Marine project would dramatically damage the Big Bend Aquatic Preserve
The proposed Magnolia Bay Marina and Resort is an epitome of a tourism development project that would seriously damage the very natural resources that draw folks to an area. A development firm, Secret Promise Ltd., and Dr. J. Crayton Pruitt want to excavate 26 acres of the salt marsh, fill in almost 9 acres for a marina, and dredge a two-mile long channel offshore through the seagrasses that are protected by the Big Bend Seagrasses Aquatic Preserve.
“It’s sort of ironic that they’ve proposed a development that would seriously threaten the scallop population, but they’re using access to the scallops as justification for it,” said Bill Arnold of the state Fish and Wildlife Research Institute, to the St. Petersburg Times.
The project has faced intense opposition from local anglers and scallopers, the Florida Wildlife Federation, the Sierra Club, 1,000 Friends of Florida, the Clean Water Network, Help for our Polluted Environment and Taylor (County) Residents United for the Environment.
Both federal and state agencies clearly aren’t thrilled by the project, as proposed. In fact, the Florida Department of Community Affairs told Taylor County officials that a land-use agreement with the developers is illegal, shuts out public participation and blocks state oversight. The department warned it will sue "to prevent the violation or circumvention of state law." The National Marine Fisheries Service has advised the Army Corps of Engineers that such a project would be subject to all National Environmental Policy Act consultation. And, the Corps acknowledges that more than 1,000 comments in opposition to the project have been submitted to them. Now, the EPA says the proposed Magnolia Bay Marina and Resort near Dekle Beach threatens what it considers to be an "aquatic resource of national importance."
The EPA has authority under the federal Clean Water Act to block a project, but hasn’t stopped a project since the early ‘90s. Still, the agency said the applicants haven't shown how the project avoids or minimizes environmental harm, which they are required to do.
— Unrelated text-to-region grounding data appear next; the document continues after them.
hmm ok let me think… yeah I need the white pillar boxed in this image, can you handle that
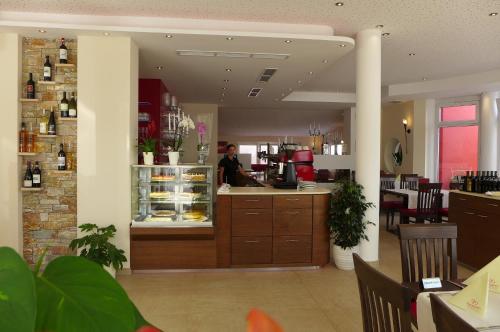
[0,33,22,252]
[479,92,499,171]
[356,29,381,262]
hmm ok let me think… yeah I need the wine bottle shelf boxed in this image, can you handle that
[37,134,57,138]
[55,63,75,68]
[53,170,74,174]
[58,117,77,122]
[38,81,56,85]
[19,98,39,102]
[18,152,38,156]
[21,187,42,192]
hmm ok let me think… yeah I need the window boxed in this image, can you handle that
[238,144,258,164]
[438,103,479,189]
[259,144,279,155]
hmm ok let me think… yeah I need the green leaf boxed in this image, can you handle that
[133,302,150,329]
[0,247,36,332]
[35,256,136,332]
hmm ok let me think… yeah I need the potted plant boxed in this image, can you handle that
[139,121,157,166]
[166,113,195,165]
[196,121,209,165]
[69,223,127,278]
[327,180,375,270]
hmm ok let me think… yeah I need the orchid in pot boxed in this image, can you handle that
[166,114,195,165]
[139,121,157,165]
[196,121,209,165]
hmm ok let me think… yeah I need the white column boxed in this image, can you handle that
[356,29,381,262]
[479,92,499,171]
[77,36,138,268]
[0,33,22,252]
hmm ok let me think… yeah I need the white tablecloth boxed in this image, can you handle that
[385,188,449,209]
[417,291,500,332]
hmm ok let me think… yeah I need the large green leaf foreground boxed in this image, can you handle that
[0,247,160,332]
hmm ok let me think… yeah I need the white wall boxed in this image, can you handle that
[313,155,355,171]
[0,33,22,252]
[77,36,138,268]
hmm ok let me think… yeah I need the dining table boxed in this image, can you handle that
[382,188,450,210]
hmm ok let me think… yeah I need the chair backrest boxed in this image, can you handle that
[398,224,457,283]
[353,254,413,332]
[430,293,476,332]
[400,174,418,189]
[380,176,396,190]
[416,183,442,220]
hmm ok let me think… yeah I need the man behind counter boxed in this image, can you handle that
[218,144,252,186]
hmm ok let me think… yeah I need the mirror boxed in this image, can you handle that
[383,138,403,173]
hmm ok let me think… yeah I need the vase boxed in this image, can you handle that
[197,144,210,165]
[143,152,154,166]
[332,244,359,270]
[168,151,180,165]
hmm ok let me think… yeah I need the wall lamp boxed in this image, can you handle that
[402,119,411,154]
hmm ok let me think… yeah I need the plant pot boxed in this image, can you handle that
[143,152,154,166]
[168,151,180,165]
[332,245,359,270]
[104,264,116,278]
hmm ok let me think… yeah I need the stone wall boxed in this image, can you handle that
[21,38,77,265]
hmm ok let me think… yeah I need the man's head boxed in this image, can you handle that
[226,144,237,157]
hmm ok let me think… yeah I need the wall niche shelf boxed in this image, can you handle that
[38,134,57,138]
[58,118,77,122]
[38,81,56,85]
[52,170,74,174]
[21,187,42,192]
[55,63,75,68]
[18,152,38,156]
[20,98,39,103]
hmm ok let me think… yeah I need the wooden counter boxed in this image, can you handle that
[449,191,500,269]
[216,187,331,268]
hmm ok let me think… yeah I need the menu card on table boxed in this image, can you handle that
[448,272,490,318]
[464,255,500,293]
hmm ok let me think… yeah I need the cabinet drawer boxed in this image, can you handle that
[450,193,500,216]
[273,195,312,209]
[273,236,312,264]
[232,236,272,265]
[274,209,312,235]
[232,196,273,209]
[232,209,273,236]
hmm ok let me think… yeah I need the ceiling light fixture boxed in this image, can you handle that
[223,79,230,83]
[226,36,234,40]
[284,39,292,44]
[165,34,173,38]
[222,93,225,97]
[489,12,498,16]
[339,44,346,47]
[156,66,164,70]
[309,71,314,75]
[37,29,46,33]
[376,25,384,29]
[225,68,232,72]
[103,32,110,36]
[322,59,329,64]
[422,77,428,81]
[222,87,227,90]
[298,80,302,85]
[335,2,344,6]
[382,32,391,37]
[409,53,416,56]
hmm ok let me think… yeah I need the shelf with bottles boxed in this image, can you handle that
[21,187,42,192]
[18,152,39,156]
[37,81,56,85]
[58,117,77,122]
[55,63,75,68]
[19,98,39,103]
[37,134,57,138]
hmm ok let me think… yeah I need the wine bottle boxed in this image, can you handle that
[462,171,468,191]
[27,73,35,99]
[27,123,35,153]
[60,92,69,118]
[58,143,66,170]
[59,38,68,64]
[68,92,77,118]
[466,171,473,192]
[48,108,57,135]
[23,161,33,188]
[43,55,52,81]
[19,122,27,152]
[32,161,41,188]
[39,109,49,135]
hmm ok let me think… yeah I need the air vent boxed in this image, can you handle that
[248,88,263,98]
[258,68,278,83]
[177,50,289,60]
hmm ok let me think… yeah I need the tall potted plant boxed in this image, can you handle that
[139,121,157,165]
[328,180,375,270]
[167,115,195,165]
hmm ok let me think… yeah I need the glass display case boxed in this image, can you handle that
[131,165,213,227]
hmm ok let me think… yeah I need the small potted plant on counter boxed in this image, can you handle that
[166,112,195,165]
[69,223,127,278]
[328,180,374,270]
[139,121,157,166]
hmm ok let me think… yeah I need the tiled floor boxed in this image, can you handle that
[119,215,473,332]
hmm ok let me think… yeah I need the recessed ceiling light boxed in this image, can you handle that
[489,12,498,16]
[335,2,344,6]
[155,66,164,70]
[409,53,416,56]
[422,77,428,81]
[165,34,173,38]
[375,25,384,29]
[322,59,329,64]
[309,71,314,75]
[339,44,346,47]
[222,87,227,90]
[103,32,110,36]
[225,68,232,72]
[37,29,46,33]
[221,93,225,97]
[284,40,292,44]
[382,32,391,37]
[223,79,230,83]
[226,37,234,40]
[297,80,302,85]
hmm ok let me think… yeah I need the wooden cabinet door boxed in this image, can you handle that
[231,236,272,265]
[454,209,480,269]
[475,212,500,268]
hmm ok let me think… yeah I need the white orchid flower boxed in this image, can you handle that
[345,207,350,215]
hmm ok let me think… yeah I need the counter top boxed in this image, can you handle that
[217,186,331,195]
[450,190,500,201]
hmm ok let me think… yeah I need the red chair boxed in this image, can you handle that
[380,176,404,231]
[400,183,442,224]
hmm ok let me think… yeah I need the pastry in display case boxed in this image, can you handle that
[131,165,213,227]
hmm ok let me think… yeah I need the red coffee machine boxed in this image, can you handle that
[292,150,315,181]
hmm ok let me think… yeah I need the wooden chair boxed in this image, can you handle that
[380,175,404,231]
[398,224,457,283]
[430,293,476,332]
[353,254,414,332]
[400,183,442,224]
[400,174,418,189]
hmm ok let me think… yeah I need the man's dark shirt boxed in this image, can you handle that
[218,155,242,186]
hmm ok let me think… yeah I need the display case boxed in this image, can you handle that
[131,165,213,227]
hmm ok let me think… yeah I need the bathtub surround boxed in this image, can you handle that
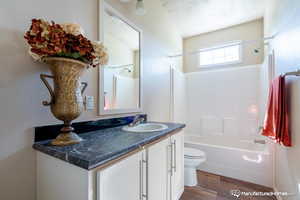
[185,65,261,140]
[183,19,264,73]
[184,64,274,187]
[262,0,300,199]
[0,0,181,199]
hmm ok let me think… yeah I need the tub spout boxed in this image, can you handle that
[254,139,266,144]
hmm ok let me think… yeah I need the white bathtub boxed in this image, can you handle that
[184,135,273,187]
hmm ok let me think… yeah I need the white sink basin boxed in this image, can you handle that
[122,123,168,133]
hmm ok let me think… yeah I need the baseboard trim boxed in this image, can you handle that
[176,187,184,200]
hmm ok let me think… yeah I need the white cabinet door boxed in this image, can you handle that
[171,131,184,200]
[147,138,170,200]
[97,151,143,200]
[96,131,184,200]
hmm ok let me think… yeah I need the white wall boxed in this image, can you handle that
[105,34,135,67]
[185,65,261,140]
[183,19,264,73]
[263,0,300,199]
[0,0,182,199]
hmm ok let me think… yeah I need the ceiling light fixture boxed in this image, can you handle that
[135,0,146,16]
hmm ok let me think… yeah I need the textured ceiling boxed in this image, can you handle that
[160,0,266,38]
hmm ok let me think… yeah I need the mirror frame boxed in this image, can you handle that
[98,1,143,115]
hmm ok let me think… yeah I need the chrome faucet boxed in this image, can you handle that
[128,115,145,127]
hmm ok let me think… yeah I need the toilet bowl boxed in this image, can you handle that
[184,147,206,187]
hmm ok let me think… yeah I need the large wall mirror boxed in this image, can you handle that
[99,2,142,115]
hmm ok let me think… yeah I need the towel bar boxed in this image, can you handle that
[284,69,300,76]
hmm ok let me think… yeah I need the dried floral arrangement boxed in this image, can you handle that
[24,19,108,67]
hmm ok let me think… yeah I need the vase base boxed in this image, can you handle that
[51,132,83,146]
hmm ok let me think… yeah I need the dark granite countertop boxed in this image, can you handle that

According to the Tallahassee Democrat, the developers claim that the EPA’s comments came before Secret Promise submitted a plan for managing and protection sea grass in the area.
But activists say the developers did submit documents pertaining to seagrassses within the allotted timeframe, and that the proposals were “ludicrous.”
“It’s laughable to say that you can dig up seagrasses and move them, and move them into dead zone caused by the pollution discharges that come down the Fenholloway River,” said local activist Joy Towles Ezell. “The water is so polluted where they want to “transplant” the seagrasses that no seagrass can grow there.”